【三ツ星ベルト(5192)】海外利益141%増で上方修正|配当193円を検証
三ツ星ベルト(5192)の2027年3月期第1四半期は、売上高252.0億円、営業利益32.9億円となり、営業利益は37.3%増加しました。海外ベルト事業が大きく伸び、会社は通期予想を上方修正するとともに年間配当を193円へ増額しています。業績改善と高水準の株主還元がそろった決算です。

売上高12.9%増、営業利益37.3%増!2027年3月期第1四半期決算を解説
| 項目 | 前年同期 | 2027年3月期1Q | 前年同期比 |
| 売上高 | 223.2億円 | 252.0億円 | +12.9% |
| 営業利益 | 24.0億円 | 32.9億円 | +37.3% |
| 経常利益 | 26.6億円 | 38.0億円 | +42.8% |
| 親会社株主に帰属する四半期純利益 | 20.7億円 | 26.4億円 | +27.8% |
| 営業利益率 | 10.7% | 13.1% | +2.3ポイント |
増収率を利益の伸びが上回り、営業利益率は13.1%へ改善しました。円安による海外売上の押し上げはありますが、国内外で電動化対応ベルトや産業機械向け製品の販売が伸びています。
海外ベルト事業の利益が141.6%増
海外ベルト事業は売上高145.2億円、利益21.9億円となり、利益は前年同期の約2.4倍に増加しました。二輪車・多用途四輪車用の変速ベルトに加え、電動ユニット用ベルトや電動二輪車向け後輪駆動用ベルトが伸びています。
国内ベルト事業も、EPSなど電動ユニット向けや農業機械、半導体関連ロボット向けの需要が堅調でした。売上高78.5億円、利益22.3億円で増収増益を確保しています。
一方、建設資材事業は工事遅延と人手不足、大型案件の減少により赤字へ転落しました。全社利益に占める規模は小さいものの、事業環境の改善が必要です。
| セグメント | 売上高 | 前年同期比 | 利益 | 前年同期比 |
| 国内ベルト | 78.5億円 | +7.3% | 22.3億円 | +19.7% |
| 海外ベルト | 145.2億円 | +22.3% | 21.9億円 | +141.6% |
| 建設資材 | 12.3億円 | -24.0% | -0.3億円 | 赤字転落 |
| その他 | 16.0億円 | +5.8% | 1.4億円 | +76.0% |
通期業績予想・配当を確認
通期予想を上方修正
| 項目 | 修正後通期予想 | 前期比 | 1Q進捗率 |
| 売上高 | 970億円 | +5.1% | 26.0% |
| 営業利益 | 99億円 | +14.1% | 33.2% |
| 経常利益 | 98億円 | -3.7% | 38.8% |
| 親会社株主に帰属する当期純利益 | 98億円 | +32.6% | 26.9% |
第1四半期の好調を受け、会社は通期予想を上方修正しました。通期経常利益は従来予想87億円から98億円へ引き上げられ、減益幅が縮小する見通しです。
営業利益と経常利益の進捗率は30%を超えています。ただし、円安効果を含むことに加え、原材料・エネルギー価格の上昇が続いています。上振れ余地を判断するには、海外事業の数量成長と為替効果を分けて見る必要があります。
年間配当は193円へ増額
| 年度・予想 | 中間配当 | 期末配当 | 年間配当 |
| 2026年3月期実績 | 90円 | 101円 | 191円 |
| 2027年3月期・修正後予想 | 92円 | 101円 | 193円 |
中間配当は従来予想90円から92円へ増額され、年間配当は193円となりました。前期の191円から2円の増配です。
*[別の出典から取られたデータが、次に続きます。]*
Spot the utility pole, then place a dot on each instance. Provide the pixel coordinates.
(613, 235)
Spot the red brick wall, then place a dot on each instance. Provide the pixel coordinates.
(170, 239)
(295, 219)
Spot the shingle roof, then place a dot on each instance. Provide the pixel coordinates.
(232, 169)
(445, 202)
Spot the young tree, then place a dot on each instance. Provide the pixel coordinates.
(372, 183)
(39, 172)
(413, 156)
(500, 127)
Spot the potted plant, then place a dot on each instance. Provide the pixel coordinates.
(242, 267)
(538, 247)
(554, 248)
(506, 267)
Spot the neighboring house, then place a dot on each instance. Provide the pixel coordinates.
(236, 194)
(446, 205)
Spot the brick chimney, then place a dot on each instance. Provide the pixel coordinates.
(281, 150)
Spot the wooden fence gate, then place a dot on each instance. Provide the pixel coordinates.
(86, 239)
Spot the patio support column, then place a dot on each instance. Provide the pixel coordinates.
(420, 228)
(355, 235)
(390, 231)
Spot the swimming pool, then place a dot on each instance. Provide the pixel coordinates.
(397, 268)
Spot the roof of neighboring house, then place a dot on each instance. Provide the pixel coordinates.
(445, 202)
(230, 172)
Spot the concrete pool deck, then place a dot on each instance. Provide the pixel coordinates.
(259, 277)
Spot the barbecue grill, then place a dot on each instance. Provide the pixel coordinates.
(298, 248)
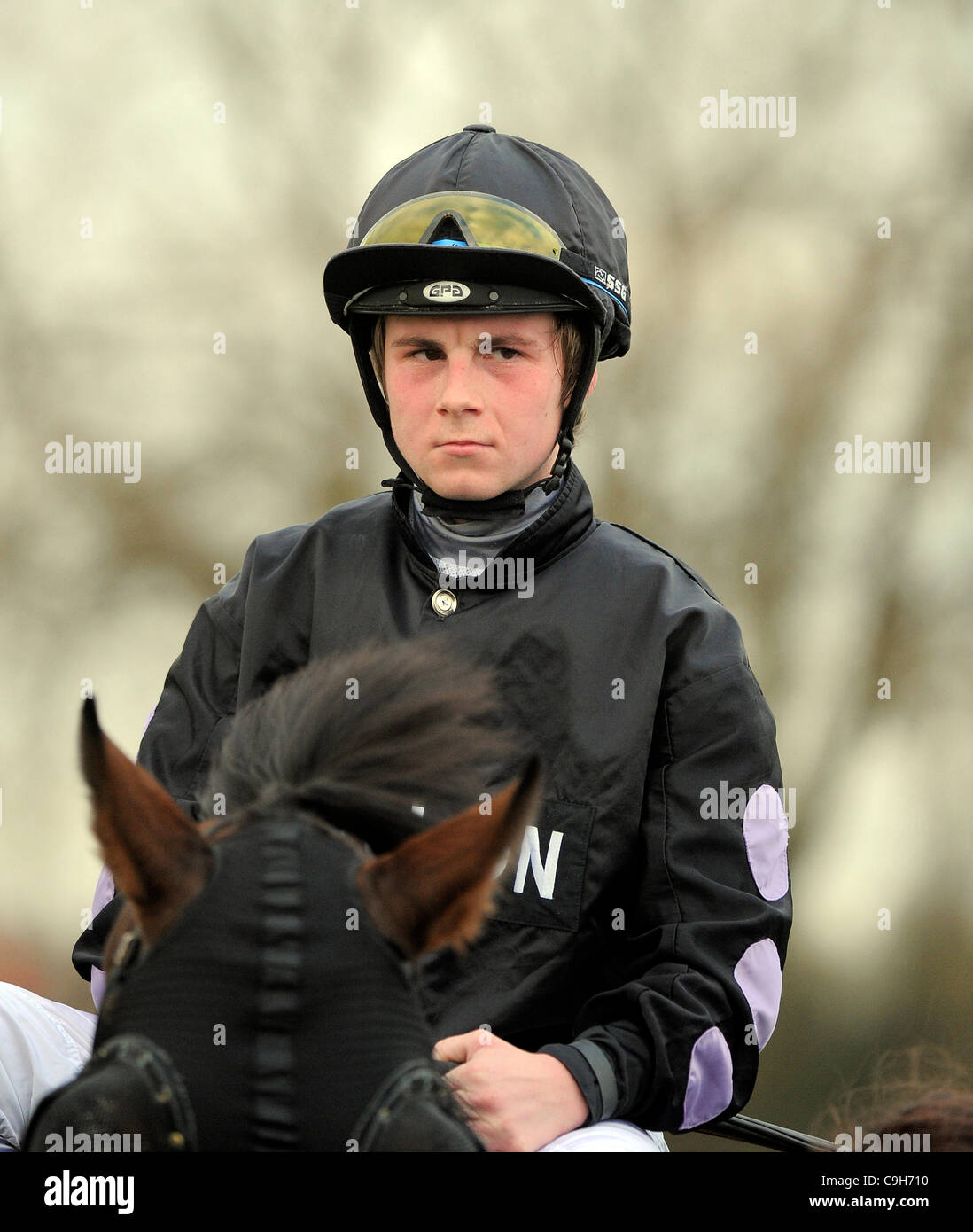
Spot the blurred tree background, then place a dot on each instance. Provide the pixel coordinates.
(177, 171)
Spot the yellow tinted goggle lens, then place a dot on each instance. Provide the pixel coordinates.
(492, 221)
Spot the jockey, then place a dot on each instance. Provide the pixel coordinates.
(632, 970)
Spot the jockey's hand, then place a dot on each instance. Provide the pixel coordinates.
(515, 1100)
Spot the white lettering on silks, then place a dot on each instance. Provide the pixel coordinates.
(545, 871)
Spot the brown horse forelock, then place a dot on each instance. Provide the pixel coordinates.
(367, 736)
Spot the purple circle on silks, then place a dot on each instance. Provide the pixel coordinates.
(760, 979)
(710, 1087)
(765, 834)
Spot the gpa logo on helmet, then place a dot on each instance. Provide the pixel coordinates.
(611, 284)
(446, 292)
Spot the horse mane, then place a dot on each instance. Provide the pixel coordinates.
(363, 737)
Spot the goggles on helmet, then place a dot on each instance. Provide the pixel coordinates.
(477, 220)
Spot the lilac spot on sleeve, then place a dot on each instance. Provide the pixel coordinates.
(760, 979)
(97, 986)
(710, 1087)
(765, 834)
(104, 893)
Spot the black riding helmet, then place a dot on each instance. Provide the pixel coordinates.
(480, 222)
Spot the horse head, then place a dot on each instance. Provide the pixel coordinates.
(261, 992)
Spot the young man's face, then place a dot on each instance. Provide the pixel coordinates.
(474, 402)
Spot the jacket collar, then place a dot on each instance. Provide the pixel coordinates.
(563, 525)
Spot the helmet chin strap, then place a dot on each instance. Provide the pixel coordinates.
(512, 502)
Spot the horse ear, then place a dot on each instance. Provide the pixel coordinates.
(158, 858)
(435, 888)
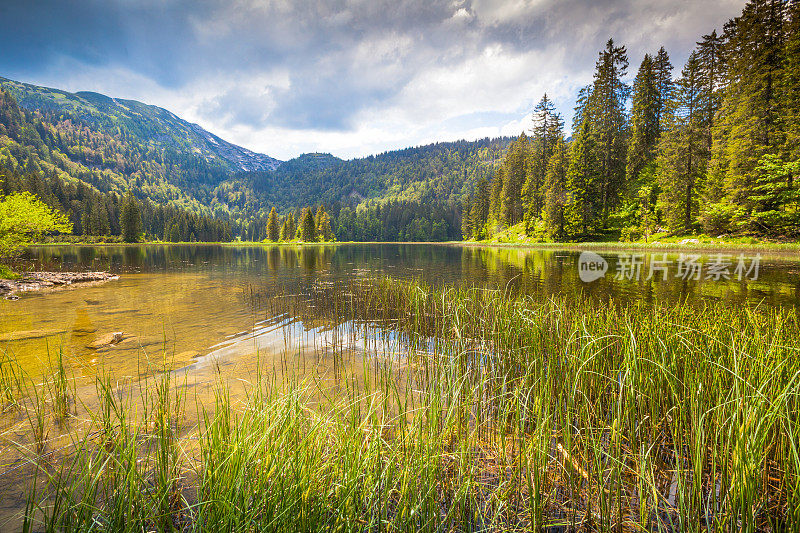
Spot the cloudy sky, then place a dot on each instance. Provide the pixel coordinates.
(350, 77)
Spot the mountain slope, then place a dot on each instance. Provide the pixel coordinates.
(440, 173)
(149, 124)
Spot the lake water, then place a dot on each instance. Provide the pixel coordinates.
(188, 301)
(220, 312)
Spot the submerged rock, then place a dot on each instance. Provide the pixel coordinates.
(109, 339)
(37, 281)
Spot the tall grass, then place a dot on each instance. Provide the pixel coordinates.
(469, 410)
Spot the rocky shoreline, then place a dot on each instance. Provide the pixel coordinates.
(38, 281)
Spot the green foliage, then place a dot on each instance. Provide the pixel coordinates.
(24, 218)
(307, 231)
(715, 149)
(273, 234)
(131, 221)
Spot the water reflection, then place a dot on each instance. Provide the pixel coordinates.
(183, 299)
(530, 271)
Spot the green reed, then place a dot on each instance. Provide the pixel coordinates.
(470, 410)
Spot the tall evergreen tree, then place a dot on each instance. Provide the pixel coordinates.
(479, 215)
(683, 150)
(131, 218)
(652, 89)
(556, 192)
(496, 199)
(582, 207)
(307, 231)
(273, 232)
(516, 166)
(547, 128)
(749, 127)
(466, 218)
(790, 86)
(323, 225)
(605, 111)
(712, 64)
(645, 119)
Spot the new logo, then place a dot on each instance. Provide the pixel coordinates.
(591, 267)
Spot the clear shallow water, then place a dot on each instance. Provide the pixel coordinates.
(188, 301)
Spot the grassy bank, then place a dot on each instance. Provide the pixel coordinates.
(470, 410)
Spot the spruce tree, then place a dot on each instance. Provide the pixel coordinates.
(646, 113)
(683, 151)
(496, 199)
(323, 225)
(547, 128)
(710, 49)
(466, 218)
(749, 125)
(790, 86)
(605, 113)
(581, 210)
(273, 233)
(480, 209)
(131, 218)
(307, 232)
(516, 165)
(556, 192)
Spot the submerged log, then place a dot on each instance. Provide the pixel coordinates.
(37, 281)
(109, 339)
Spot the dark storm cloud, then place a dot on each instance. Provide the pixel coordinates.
(322, 63)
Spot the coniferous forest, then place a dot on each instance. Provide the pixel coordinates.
(708, 147)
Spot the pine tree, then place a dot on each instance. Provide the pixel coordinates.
(496, 199)
(516, 165)
(480, 210)
(555, 192)
(710, 49)
(662, 69)
(285, 235)
(547, 128)
(749, 126)
(605, 112)
(323, 227)
(291, 227)
(466, 218)
(583, 204)
(683, 151)
(307, 232)
(273, 233)
(131, 218)
(790, 86)
(645, 117)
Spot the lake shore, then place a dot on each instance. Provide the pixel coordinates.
(41, 281)
(688, 244)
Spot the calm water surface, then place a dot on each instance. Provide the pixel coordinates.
(189, 301)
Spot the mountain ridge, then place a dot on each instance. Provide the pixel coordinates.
(91, 107)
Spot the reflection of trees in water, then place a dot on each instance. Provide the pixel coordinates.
(522, 271)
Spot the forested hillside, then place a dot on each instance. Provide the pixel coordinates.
(712, 149)
(709, 148)
(82, 152)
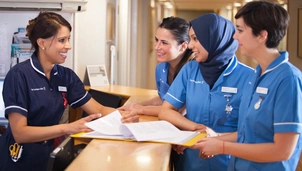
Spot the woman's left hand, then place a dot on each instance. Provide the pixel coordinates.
(209, 147)
(129, 116)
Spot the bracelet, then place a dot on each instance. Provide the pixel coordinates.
(222, 147)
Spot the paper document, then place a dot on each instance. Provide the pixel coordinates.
(111, 127)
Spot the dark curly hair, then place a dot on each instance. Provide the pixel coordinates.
(45, 25)
(180, 30)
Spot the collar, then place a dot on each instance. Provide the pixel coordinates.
(276, 63)
(232, 65)
(36, 65)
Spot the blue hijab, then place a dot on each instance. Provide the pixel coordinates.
(215, 34)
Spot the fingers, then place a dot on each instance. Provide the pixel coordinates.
(91, 117)
(130, 116)
(205, 156)
(179, 149)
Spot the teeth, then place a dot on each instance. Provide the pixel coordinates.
(194, 53)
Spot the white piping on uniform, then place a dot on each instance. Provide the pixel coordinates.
(174, 98)
(288, 123)
(269, 70)
(31, 62)
(8, 107)
(228, 73)
(79, 99)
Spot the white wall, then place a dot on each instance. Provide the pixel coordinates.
(292, 34)
(90, 32)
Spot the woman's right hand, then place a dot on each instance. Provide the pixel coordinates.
(132, 107)
(79, 125)
(200, 128)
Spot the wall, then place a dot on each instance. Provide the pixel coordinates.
(292, 33)
(90, 36)
(189, 15)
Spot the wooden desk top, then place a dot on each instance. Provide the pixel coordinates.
(113, 155)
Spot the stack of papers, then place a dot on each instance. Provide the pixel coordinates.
(111, 127)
配当額は高水準ですが、業績と資本政策によって変動するため、固定配当として扱うべきではありません。
今後の注目ポイント
海外採算の持続性と高配当を支える現金創出力を確認
自己資本比率は77.4%で、財務基盤は安定しています。第1四半期の純利益を計上した一方、配当支払いによって利益剰余金はわずかに減少しました。高還元を続けるには、本業のキャッシュ創出を維持する必要があります。
リスクは原材料価格、為替、自動車生産、建設資材の工事遅延です。とくに海外利益の急増に円安が寄与しているため、円高局面では換算利益が縮小する可能性があります。
まとめ
三ツ星ベルトの第1四半期は、海外ベルト事業を中心に営業利益37.3%増となり、利益率も改善しました。会社は通期予想を上方修正し、年間配当を193円へ増額しています。
高配当だけでなく海外事業の成長が確認できた点は好材料ですが、為替効果と事業の実力を分けて評価する必要があります。今後は海外ベルトの数量成長、建設資材の黒字回復、原材料価格を確認したいところです。